Netgear Posts Firmware Updates After 31 Router Models Found Vulnerable To Password Hijacking
Now might be a good time for Netgear to start doubling down on security for its networking products. The folks over at Trustwave found that 31 Netgear router models are susceptible to a security vulnerability that exposes the devices’ web GUI password to nefarious parties.
More specifically, an attacker is able to take advantage of a router’s password recovery system in order to obtain login credentials, granting full access to the device. Needless to say, this is huge security oversight that could have wide-ranging implications for affected routers.
“After few trials and errors trying to reproduce the issue, I found that the very first call to passwordrecovered.cgi will give out the credentials no matter what the parameter you send,” wrote Trustwave’s Simon Kenin. “This is totally new bug that I haven't seen anywhere else. When I tested both bugs on different Netgear models, I found that my second bug works on a much wider range of models.”
Given the large number of affected models, Trustwave surmises that “hundreds of thousands, if not over a million” devices are vulnerable to this password exploit. “As many people reuse their password, having the admin password of the router gives us an initial foothold on the network,” Kenin adds. “We can see all the devices connected to the network and try to access them with that same admin password.”

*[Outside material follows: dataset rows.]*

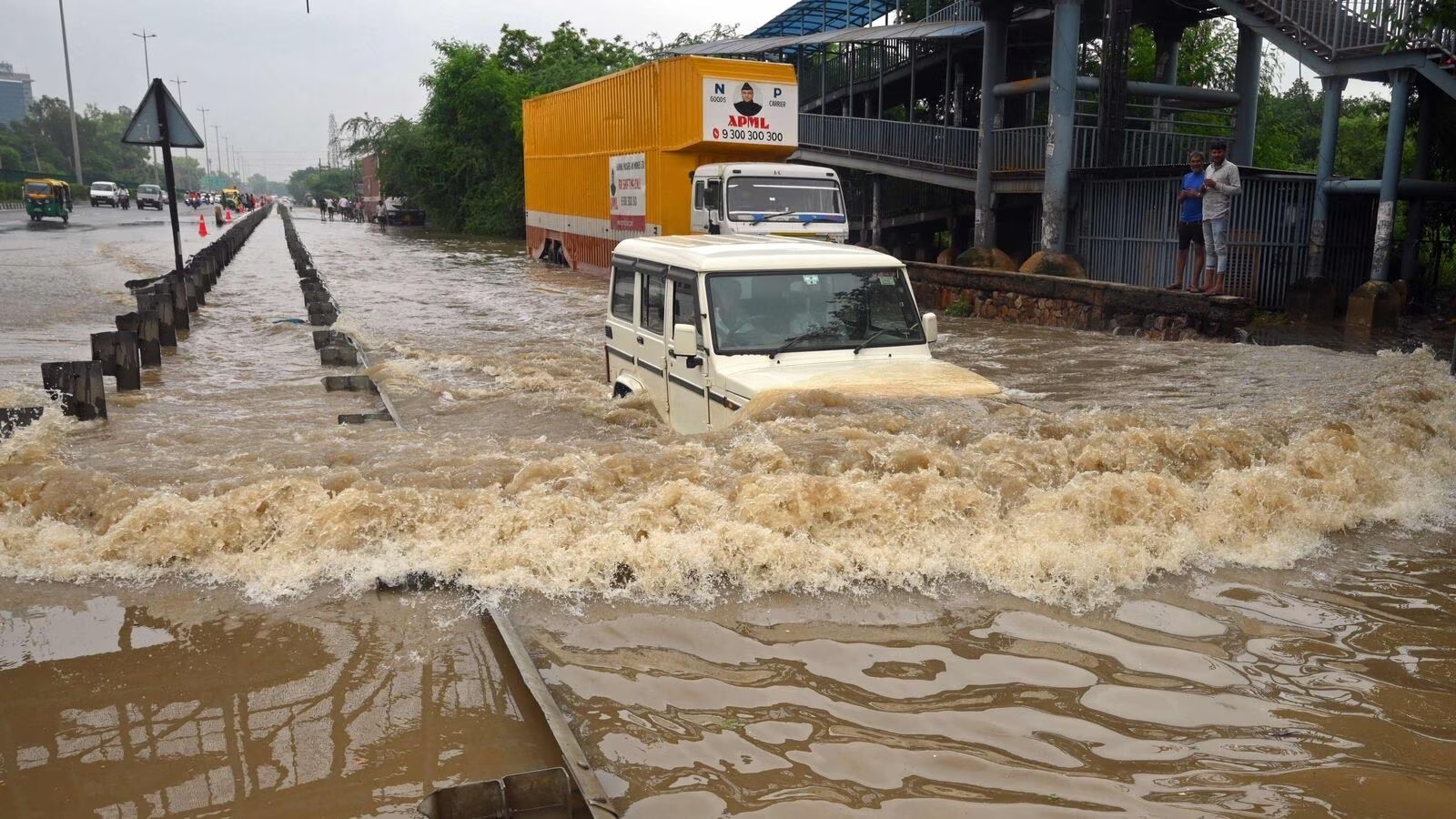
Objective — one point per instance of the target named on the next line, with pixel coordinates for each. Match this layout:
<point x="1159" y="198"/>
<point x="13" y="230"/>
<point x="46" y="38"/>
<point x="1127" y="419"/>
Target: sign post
<point x="160" y="121"/>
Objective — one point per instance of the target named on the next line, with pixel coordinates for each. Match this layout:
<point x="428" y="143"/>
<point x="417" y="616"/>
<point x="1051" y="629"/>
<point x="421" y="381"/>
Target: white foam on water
<point x="815" y="494"/>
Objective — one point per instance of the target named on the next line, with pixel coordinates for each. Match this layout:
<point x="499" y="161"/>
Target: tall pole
<point x="207" y="164"/>
<point x="146" y="58"/>
<point x="70" y="98"/>
<point x="179" y="82"/>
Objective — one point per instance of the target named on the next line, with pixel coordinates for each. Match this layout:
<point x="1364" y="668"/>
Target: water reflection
<point x="164" y="703"/>
<point x="1249" y="693"/>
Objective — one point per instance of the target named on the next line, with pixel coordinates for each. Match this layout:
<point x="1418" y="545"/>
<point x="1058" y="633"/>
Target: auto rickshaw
<point x="47" y="197"/>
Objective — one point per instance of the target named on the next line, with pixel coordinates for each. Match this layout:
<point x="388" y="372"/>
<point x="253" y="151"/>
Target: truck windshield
<point x="753" y="198"/>
<point x="772" y="312"/>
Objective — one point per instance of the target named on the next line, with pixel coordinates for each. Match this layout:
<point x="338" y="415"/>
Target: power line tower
<point x="335" y="152"/>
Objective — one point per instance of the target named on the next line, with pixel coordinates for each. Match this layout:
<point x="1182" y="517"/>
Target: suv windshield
<point x="771" y="312"/>
<point x="756" y="198"/>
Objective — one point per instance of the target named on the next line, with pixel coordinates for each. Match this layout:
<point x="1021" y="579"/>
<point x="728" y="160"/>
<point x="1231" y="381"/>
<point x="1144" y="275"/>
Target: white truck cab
<point x="703" y="325"/>
<point x="769" y="198"/>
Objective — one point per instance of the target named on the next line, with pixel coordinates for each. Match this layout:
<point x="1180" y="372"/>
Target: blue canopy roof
<point x="812" y="16"/>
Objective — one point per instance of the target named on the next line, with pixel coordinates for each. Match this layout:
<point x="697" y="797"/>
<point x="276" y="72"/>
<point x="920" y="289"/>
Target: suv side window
<point x="622" y="288"/>
<point x="652" y="298"/>
<point x="684" y="305"/>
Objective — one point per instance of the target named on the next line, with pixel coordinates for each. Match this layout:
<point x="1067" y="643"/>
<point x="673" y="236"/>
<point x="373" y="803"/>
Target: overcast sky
<point x="269" y="75"/>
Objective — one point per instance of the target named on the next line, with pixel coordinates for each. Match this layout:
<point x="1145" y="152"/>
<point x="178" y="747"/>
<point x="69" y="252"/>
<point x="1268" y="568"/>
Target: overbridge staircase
<point x="1351" y="36"/>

If you have one of the 31 Netgear routers that are vulnerable to the exploit, we have good news and bad news for you. The good news is that Netgear has provided firmware updates that should close the loophole for 18 models. Another two models, after further examination, are deemed to be completely safe from attacks.
However, the remaining models do not yet have a firmware solution in place. In this instance, Netgear suggests that you manually enable password recovery on your device and ensure that remote management is disabled until a fix can be provided. “The potential for password exposure remains if you do not complete both steps,” Netgear writes. “Netgear is not responsible for any consequences that could have been avoided by following the recommendations in this notification.’
This isn’t the first time that Netgear has come under fire for security lapses on its networking products. In early December, a number of routers were found to be vulnerable to remote attacks.